Noto per il suo sapore pieno e asciutto e per quel caratteristico odore etereo, il Taurasi accompagna bene la selvaggina, le carni arrosto e quelle in salsa, i formaggi a pasta dura stagionati.

Greco di Tufo

DOP/DOCG, prodotto in Irpinia. 11.5 gradi.

Pregiato vino da pesce e crostacei, dal colore giallo paglierino dorato. il Greco di Tufo si degusta fresco, per assaporarne l’odore netto e il sapore tenue e asciutto.

In versione spumante è perfetto come aperitivo per antipasti freddi.

Fiano di Avellino

DOP/DOCG, prodotto negli omonimi vitigni. 11.5 gradi.

Altro bianco perfetto per accompagnare un aperitivo, il Fiano di Avellino, col suo odore intenso, il sapore secco e il color giallo paglierino, trova ottimi accostamenti con i più raffinati piatti a base di pesce. Si degusta ad una temperatura di 8°-10°.

Aglianico del Taburno

DOP/DOCG, prodotto nell’agro di Benevento. 12 gradi

Lo si riconosce subito per il sapore asciutto, leggermente tannico. Di un bel rosso rubino, l’Aglianico del Taburno si serve a 16-18 gradi e si abbina bene alla carne arrosto e alla selvaggina.
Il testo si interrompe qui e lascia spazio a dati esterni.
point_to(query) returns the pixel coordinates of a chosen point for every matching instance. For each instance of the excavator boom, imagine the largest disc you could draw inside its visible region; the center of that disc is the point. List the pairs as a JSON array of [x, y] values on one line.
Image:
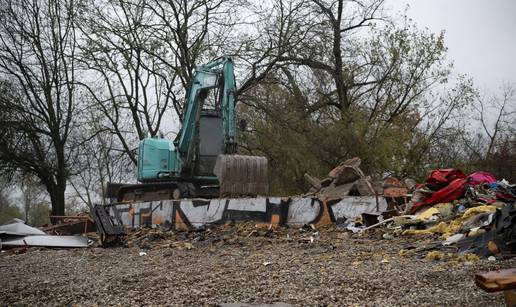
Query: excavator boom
[[202, 160]]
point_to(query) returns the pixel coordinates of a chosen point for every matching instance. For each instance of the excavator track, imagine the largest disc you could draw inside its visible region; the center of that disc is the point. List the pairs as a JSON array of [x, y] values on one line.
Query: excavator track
[[241, 175]]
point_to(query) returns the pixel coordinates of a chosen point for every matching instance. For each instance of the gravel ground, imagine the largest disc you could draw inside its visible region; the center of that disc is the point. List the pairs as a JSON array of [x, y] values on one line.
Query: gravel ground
[[230, 265]]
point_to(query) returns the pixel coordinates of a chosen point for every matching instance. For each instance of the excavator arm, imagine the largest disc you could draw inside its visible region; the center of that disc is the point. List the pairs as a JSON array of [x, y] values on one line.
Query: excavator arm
[[203, 154]]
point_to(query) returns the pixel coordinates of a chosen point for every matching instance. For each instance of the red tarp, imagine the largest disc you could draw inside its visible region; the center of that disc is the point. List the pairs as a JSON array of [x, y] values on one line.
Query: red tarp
[[444, 195], [450, 184]]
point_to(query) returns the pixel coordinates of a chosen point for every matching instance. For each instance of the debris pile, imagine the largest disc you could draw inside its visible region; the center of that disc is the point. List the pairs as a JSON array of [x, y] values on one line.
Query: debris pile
[[473, 214], [347, 179]]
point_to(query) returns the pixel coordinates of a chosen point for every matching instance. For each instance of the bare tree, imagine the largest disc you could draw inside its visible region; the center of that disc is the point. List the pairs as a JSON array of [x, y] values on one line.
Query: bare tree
[[497, 116], [37, 49]]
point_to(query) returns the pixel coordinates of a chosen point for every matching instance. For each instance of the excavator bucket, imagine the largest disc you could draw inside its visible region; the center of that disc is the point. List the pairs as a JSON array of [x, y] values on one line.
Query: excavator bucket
[[242, 175]]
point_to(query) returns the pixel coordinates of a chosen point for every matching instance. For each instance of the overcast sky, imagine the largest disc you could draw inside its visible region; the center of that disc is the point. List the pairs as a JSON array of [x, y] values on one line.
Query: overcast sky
[[480, 35]]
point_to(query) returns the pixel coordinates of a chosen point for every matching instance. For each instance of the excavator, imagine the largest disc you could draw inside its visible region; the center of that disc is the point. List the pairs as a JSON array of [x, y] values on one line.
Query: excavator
[[202, 161]]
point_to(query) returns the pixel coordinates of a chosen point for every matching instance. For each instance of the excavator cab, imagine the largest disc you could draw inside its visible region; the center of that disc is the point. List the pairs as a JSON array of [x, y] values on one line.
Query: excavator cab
[[203, 154]]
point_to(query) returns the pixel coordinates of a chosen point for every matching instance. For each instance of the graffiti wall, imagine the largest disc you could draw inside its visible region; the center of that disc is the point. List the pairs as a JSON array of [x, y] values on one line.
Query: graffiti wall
[[191, 214]]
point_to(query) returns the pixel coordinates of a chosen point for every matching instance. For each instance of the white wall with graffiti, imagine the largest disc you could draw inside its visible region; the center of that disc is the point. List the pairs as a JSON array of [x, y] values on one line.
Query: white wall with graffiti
[[198, 213]]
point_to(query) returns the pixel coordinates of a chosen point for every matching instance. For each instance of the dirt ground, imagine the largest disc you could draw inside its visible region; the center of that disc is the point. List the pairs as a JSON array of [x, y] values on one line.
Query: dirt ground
[[234, 264]]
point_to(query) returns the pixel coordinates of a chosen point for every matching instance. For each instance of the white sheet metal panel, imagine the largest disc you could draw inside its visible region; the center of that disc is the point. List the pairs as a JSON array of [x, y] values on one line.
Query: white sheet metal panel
[[48, 241]]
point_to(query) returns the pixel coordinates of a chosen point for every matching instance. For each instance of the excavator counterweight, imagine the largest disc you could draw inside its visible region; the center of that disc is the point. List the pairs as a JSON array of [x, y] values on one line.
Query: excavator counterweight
[[202, 160]]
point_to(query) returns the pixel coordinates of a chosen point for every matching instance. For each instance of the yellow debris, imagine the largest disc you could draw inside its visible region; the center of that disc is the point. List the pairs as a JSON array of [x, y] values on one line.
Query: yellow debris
[[434, 255], [450, 228], [427, 214], [476, 210]]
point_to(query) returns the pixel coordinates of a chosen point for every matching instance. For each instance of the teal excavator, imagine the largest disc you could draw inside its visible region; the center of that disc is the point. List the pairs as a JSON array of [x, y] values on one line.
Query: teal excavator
[[202, 160]]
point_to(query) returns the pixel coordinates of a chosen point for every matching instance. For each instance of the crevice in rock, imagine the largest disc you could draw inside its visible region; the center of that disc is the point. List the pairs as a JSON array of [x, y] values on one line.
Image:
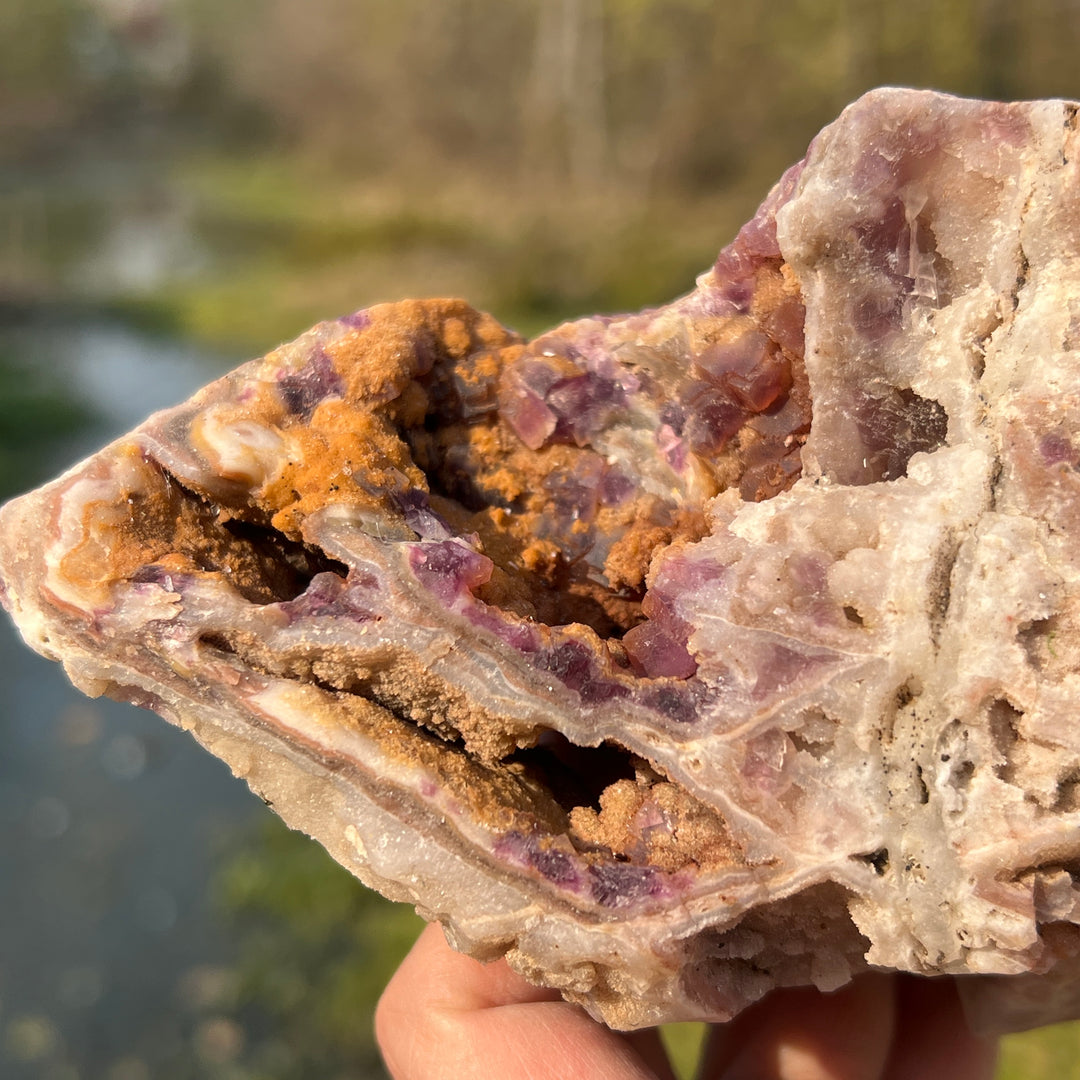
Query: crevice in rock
[[940, 585], [575, 775], [1037, 639], [179, 530], [1003, 720], [878, 861], [894, 424]]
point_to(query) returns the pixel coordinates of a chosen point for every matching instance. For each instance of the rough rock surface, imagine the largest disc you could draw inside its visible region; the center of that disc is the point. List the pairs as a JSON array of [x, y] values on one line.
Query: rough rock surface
[[677, 656]]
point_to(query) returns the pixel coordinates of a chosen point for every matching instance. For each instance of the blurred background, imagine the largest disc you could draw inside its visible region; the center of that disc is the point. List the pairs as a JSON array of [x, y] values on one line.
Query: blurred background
[[186, 183]]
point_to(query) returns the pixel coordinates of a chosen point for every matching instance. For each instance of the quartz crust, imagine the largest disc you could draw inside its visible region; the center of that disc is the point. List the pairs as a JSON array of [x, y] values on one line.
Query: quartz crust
[[675, 656]]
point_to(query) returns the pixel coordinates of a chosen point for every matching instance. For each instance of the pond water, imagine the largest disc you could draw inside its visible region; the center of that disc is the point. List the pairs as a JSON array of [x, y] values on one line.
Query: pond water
[[109, 818]]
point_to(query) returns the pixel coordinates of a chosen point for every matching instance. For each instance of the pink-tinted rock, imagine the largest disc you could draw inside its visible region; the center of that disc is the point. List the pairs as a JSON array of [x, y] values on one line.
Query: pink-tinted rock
[[676, 656]]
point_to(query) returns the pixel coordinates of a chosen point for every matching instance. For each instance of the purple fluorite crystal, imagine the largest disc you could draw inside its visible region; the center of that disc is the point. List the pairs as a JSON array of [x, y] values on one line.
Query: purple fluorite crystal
[[676, 656]]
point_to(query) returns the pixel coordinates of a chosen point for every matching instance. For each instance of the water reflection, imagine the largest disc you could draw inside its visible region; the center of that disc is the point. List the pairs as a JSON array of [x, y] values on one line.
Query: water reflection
[[110, 817]]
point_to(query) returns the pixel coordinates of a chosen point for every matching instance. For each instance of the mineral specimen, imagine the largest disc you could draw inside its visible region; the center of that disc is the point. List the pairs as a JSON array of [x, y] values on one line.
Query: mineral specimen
[[676, 656]]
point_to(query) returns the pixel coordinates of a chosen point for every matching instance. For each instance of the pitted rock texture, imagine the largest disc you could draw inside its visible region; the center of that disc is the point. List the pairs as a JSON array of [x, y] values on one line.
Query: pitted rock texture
[[675, 656]]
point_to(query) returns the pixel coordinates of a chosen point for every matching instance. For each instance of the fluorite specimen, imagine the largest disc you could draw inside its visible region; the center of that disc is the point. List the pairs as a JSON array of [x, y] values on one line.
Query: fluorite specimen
[[676, 656]]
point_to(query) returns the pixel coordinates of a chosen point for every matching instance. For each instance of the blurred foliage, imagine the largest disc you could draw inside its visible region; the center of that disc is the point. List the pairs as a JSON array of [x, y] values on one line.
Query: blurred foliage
[[233, 172], [38, 410], [541, 158], [1050, 1052], [315, 948]]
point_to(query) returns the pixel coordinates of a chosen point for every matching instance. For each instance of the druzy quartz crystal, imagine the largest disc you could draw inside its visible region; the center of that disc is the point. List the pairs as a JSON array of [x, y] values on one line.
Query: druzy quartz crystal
[[675, 656]]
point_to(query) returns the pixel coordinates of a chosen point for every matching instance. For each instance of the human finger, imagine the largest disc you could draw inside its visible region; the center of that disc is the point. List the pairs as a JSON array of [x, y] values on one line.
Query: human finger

L’odore persistente si ritrova anche nella versione invecchiata, il sapore invece diventa più vellutato.

Falanghina del Sannio

DOP/ DOC, prodotta anch’essa nell’agro di Benevento. 11 gradi

Uno di quei vini che si trova spesso sulle tavole campane è la Falanghina del Sannio. Sarà perché si accompagna bene sia al pesce che alla carne bianca che ai formaggi non troppo stagionati.

Ha un sapore fresco, secco, un odore floreale fruttato. Si declina in più versioni in base ai vigneti dove è raccolta l’uva.